96 % des covoiturages quotidiens se font de manière informelle.
96 % des covoiturages quotidiens se font de manière informelle.

Continuer ou non les aides

Une enquête conduite par La Fabrique écologique et le Forum Vies Mobiles interroge sur la pertinence de développer à marche forcée la pratique du covoiturage au quotidien. L’étude remarque certains freins à l’autopartage. Notamment « le fait de s’embarquer à plusieurs pour faire un trajet ne présente pas toujours, sur de courtes distances, un fort intérêt économique. Autres obstacles : « l’organisation de la société, comme les horaires de travail, et plus structurellement […] l’organisation du territoire et […] la géographie française ». Mais encore, «la dispersion des activités sur le territoire (travail, loisirs, courses, etc.) liée notamment à l’absorption par les métropoles d’espaces ruraux et semi-ruraux où la population augmente, mais où l’emploi diminue. » Enfin toujours d’après ce rapport, le plan Covoiturage fait état de 50 millions de sièges « vides » qui circuleraient sur les routes françaises chaque jour ; mais les autorités ne savent pas avec précision où et quand roulent ces véhicules. Compte tenu de toutes ces limitations, l’enquête interroge sur la pertinence de développer à marche forcée la pratique du covoiturage au quotidien. « La zone de pertinence écologique du covoiturage devrait ne concerner que les déplacements de plus de 10 kilomètres où une offre de transports collectifs adaptée n’existe pas déjà », recommandent les auteurs. Une incitation à repenser l’utilisation de la voiture ?

7 conducteurs sur 10 demeurent seuls dans leur voiture pour aller au travail.
7 conducteurs sur 10 demeurent seuls dans leur voiture pour aller au travail.

Le Plan Covoiturage, qu’est-ce que c’est ?
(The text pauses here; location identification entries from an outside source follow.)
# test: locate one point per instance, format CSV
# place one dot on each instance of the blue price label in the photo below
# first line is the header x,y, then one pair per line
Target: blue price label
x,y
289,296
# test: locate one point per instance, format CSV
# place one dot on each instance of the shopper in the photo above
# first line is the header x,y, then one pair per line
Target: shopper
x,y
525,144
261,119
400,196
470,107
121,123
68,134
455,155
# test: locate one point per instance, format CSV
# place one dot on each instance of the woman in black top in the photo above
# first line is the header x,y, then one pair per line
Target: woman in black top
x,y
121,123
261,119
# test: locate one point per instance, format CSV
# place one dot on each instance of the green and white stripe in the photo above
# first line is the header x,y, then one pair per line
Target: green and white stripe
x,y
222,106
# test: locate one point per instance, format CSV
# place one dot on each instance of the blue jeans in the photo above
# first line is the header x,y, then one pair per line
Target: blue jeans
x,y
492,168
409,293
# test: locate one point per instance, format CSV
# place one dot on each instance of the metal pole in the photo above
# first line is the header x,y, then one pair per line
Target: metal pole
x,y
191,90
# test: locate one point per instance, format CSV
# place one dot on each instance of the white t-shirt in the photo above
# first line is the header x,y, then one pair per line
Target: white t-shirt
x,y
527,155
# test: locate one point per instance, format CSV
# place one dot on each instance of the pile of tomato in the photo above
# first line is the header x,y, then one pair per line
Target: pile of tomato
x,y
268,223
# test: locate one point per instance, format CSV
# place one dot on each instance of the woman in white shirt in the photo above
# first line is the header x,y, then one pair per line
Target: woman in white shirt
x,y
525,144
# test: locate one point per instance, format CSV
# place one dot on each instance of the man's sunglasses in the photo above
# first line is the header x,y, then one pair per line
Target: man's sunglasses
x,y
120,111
Mis en place dès janvier 2023, le Plan Covoiturage est un plan sur 5 ans composé de 14 mesures afin de promouvoir le covoiturage du quotidien, notamment sur les axes domicile-travail. Il vise à créer un maillage de covoitureurs réguliers sur l’ensemble du territoire afin d’atteindre 3 millions de covoiturages quotidiens à l’horizon 2027. Il est estimé qu’atteindre un tel volume de covoiturage permettrait d’économiser 4,5 millions de tonnes de CO2 par an, soit 1 % des émissions de GES de la France.